IPO analysis shows Offer-for-Sale (OFS) dominance and that fresh funds largely repay debt, not capital expenditure (Capex), echoing CEA concerns
IPO Boom Analysis: Are Funds for Investor Exits, Debt, or Long
The primary market provides investors a chance to participate in the growth story of companies via initial public offerings (IPOs) and potentially buy their shares at lucrative prices. While some investors chase listing gains, others look forward to investing more strategically and increasing the exposure of their sector to new and emerging sectors.
As per a research paper by Bank of Baroda (BoB) chief economist Madan Sabnavis, only a quarter of the total funds tapped via public issues has been allocated towards capital expenditure. Additionally, the study also found that money raised via offer-for-sale (OFS) made up a significant part of the total money these companies sought to raise via their IPOs.
Prevalence of OFS In IPOs
The draft offer documents, as well as red herring documents filed with the Registrar of Companies of 189 firms which raised funds in 2025 via IPOs, were studied as part of the analysis. The data showed that while a total of 1.82 lakh crore was proposed to be raised by the 189 companies, 1.2 lakh crore was raised via the fresh issue of shares, while Rs 62,000 crore or 34.07 per cent of the total funds were raised through offer-for-sale. Typically, early-stage investors and promoters of the company sell their stake in IPOs via the OFS route.
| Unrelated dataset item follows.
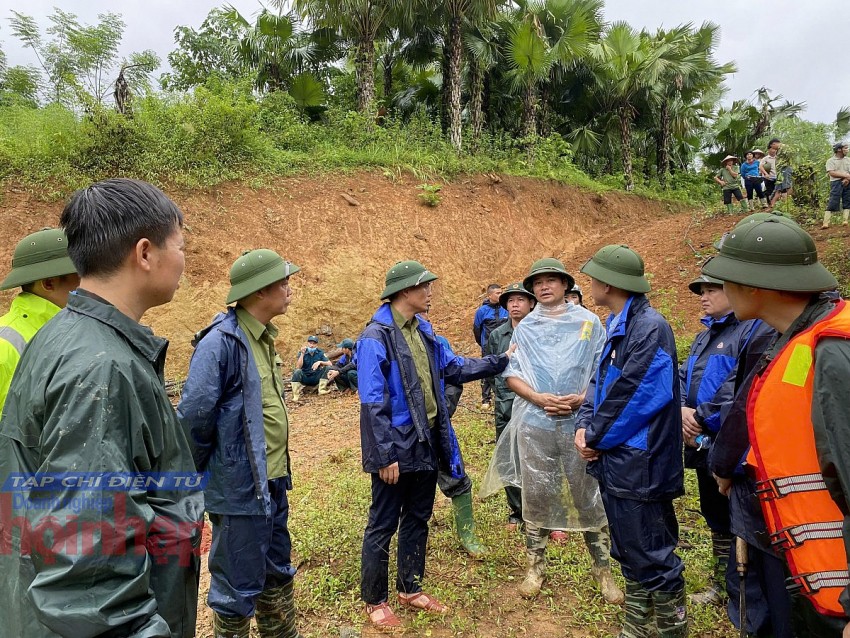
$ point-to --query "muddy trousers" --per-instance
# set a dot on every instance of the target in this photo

A significant amount of funds being raised via OFS can have some consequences for investors, as the proceeds of such a sale go to the selling shareholders, offering them an exit mechanism. If the IPO happens at a high valuation, this often means strong gains for the selling shareholder and promoter as the value at which they acquired the stake is likely to have been lower than the value at which the IPO is being conducted. However, a high OFS figure does not mean the IPO is inherently bad, as there may be genuine business reasons for a stake sale. Devarsh Vakil, Head of Prime Research, HDFC Securities, told Outlook Money that often a stake sale may be associated with compliance with Sebi norms.
On the other hand, the prevalence of OFS in fundraises indicates that the money raised via the IPO will not be allocated towards the growth of the company in case of an offer which consists of a complete OFS. For offers that consist of an OFS and a fresh issue, the amount of money which could have been allocated towards the growth of the company reduces.
Several industry stakeholders have also flagged major concerns regarding the motivation of companies with high valuations becoming IPO-bound. Chief Economic Adviser (CEA) to the Government of India, Dr V. Anantha Nageswaran, also flagged similar concerns recently, stating that while the growth of the primary market is impressive, IPOs are becoming exit vehicles for early investors.
Debt Repayment Trumps Capex Spending
The study also found that the proceeds of the public issues were typically used for capital expenditure, investment in subsidiaries, lease payments, branding/marketing, working capital and repayment of debt. However, the maximum allocation out of the proceeds has been made towards debt repayment, followed by capital expenditure.
Since the proceeds of OFS go directly to the selling shareholder, a fundraise of Rs 1,19,757 crore has been taken into consideration, minus the Rs 62,000 crore raised via OFS. While 28.8 per cent of the total proceeds were proposed for debt repayment, only 25.9 per cent of the proceeds were proposed for capital expenditure.
One of the reasons why companies allocated more funds towards debt repayment is prioritising financial safety over aggressive near-term growth. While a company can alter its capital expenditure spending based on the industry it is in and the asset model it follows, the relatively low funding can also mean that the company is not aggressively investing in the physical assets required for large-scale expansion. A drag on expansion can mean slower growth for the stock, resulting in potentially delayed returns for the investor.
To conclude, investors should conduct thorough research and seek financial advice from registered intermediaries to invest in IPOs of companies which align with their investment goals. Vakil advised investors to read the business overview section, financial statements and risks section of the RHP before applying for an IPO.
“Investors should read the Business Overview section to understand the products/services offered by the company. An understanding of the financials is important to ascertain the growth of the company and how the company stacks up with its peers. Next, they should read the Risks section to identify potential issues that could impact the business. Utilisation of the proceeds section is vital to comprehend the usage of funds,” Vakil said.